The definition of anti-Semitism advocated by the self-styled Inter-Parliamentary Coalition to Combat Anti-Semitism (ICCA) would outlaw legitimate political opinion as a means to silence criticism of Israel and its treatment of Palestinians.
According to the Seriously Free Speech Committee, if governments and other bodies adopt the proposed definition contained in the Ottawa Protocol, the following statements would be condemned or criminalized:
• I consider Israel’s bombardment of Gaza in 2009 that resulted in the killing of 1,400 Palestinians, many of them children, to be a crime against humanity.
• Israel’s apartheid policies make it an appropriate target for an international campaign of boycott, divestment and sanctions
“Whether or not Canadians agree with these examples, surely they agree that these are political opinions that should be protected under our Charter of Rights and Freedoms,” said Brian Campbell, co-chair of the committee formed to encourage free and open debate about the contentious issues in the Middle East.
The committee is particularly concerned that the ICCA plans to target universities to silence students who have organized increasingly popular Israel Apartheid Weeks and supported the Boycott, Divestment and Sanctions Movement against the State of Israel, similar to the international campaign waged against South Africa.

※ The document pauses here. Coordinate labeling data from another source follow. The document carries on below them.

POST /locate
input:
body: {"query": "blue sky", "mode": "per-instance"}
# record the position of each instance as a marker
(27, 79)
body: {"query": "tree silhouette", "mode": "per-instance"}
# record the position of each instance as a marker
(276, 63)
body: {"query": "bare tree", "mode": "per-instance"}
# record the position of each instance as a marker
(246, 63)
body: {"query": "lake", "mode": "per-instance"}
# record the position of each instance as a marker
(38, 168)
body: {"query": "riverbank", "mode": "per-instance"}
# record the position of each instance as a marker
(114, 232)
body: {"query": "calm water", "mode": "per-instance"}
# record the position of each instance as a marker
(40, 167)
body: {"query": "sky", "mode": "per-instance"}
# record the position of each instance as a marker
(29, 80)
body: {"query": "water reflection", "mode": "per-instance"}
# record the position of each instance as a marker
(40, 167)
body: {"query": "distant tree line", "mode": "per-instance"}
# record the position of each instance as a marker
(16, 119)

“Israel’s supporters are using charges of a new anti-Semitism to intimidate people who describe Israel as an apartheid state or who encourage others to boycott Israeli products, “said Campbell. “The ICCA and its Canadian off-shoot, the CPCCA, are essentially lobbyists for Israel. “
According to the committee, Prime Minister Stephen Harper’s pledge to the ICCA conference that Canada would defend Israel no matter what the cost and no matter what Israel has done is a chilling sign that the government will impose the new definition of anti-Semitism contained in the Ottawa Protocol.
Campbell challenged the ICCA’s claim that there has been a dramatic increase in antisemitism that warrants restricting Canadians right to free speech. “Their alarming statistics rely on reported incidents, not incidents that were investigated and determined to be discriminatory or hateful.” B’nai Brith’s annual surveys of anti-Semitism have been widely criticized for their poor methodology and exaggerated claims.

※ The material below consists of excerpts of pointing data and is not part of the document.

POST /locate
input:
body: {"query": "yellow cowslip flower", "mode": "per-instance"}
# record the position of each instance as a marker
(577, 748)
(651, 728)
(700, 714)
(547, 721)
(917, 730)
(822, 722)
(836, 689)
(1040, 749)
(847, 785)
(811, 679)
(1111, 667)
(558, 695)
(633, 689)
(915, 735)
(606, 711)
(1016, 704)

According to Joanne Naiman, retired Ryerson University professor and SFSC member, there is no evidence of an increase in anti-Semitism in Canada. In fact, statistics show that anti-Semitism is at an all-time low and Jewish leaders agree that Jews in Canada do well and feel safe.” She concluded that the ICCA and its Canadian counterpart have been trying to inflate and reframe the statistics to justify a crackdown on critics of Israel.
“It is actually the Ottawa Protocol, in true Orwellian fashion, that is trying to blur the lines between true anti-Semitism and criticism of the Israeli state,” she said. “The protocol says it is anti-Semitic to hold Jews collectively responsible for actions of the State of Israel when, in fact, it is the Israeli government that repeatedly tries to conflate the State of Israel with Jewish people. For example, Israeli Prime Minister Benjamin Netanyahu recently referred to himself as ‘leader of the Jewish people.’”
“We must all be vigilant against real anti-Semitism — discrimination against Jews simply because they are Jews — but we must not allow people to use charges of antisemitism to limit free speech and to stifle criticisms of violations of the human rights of the Palestinian people,” she said.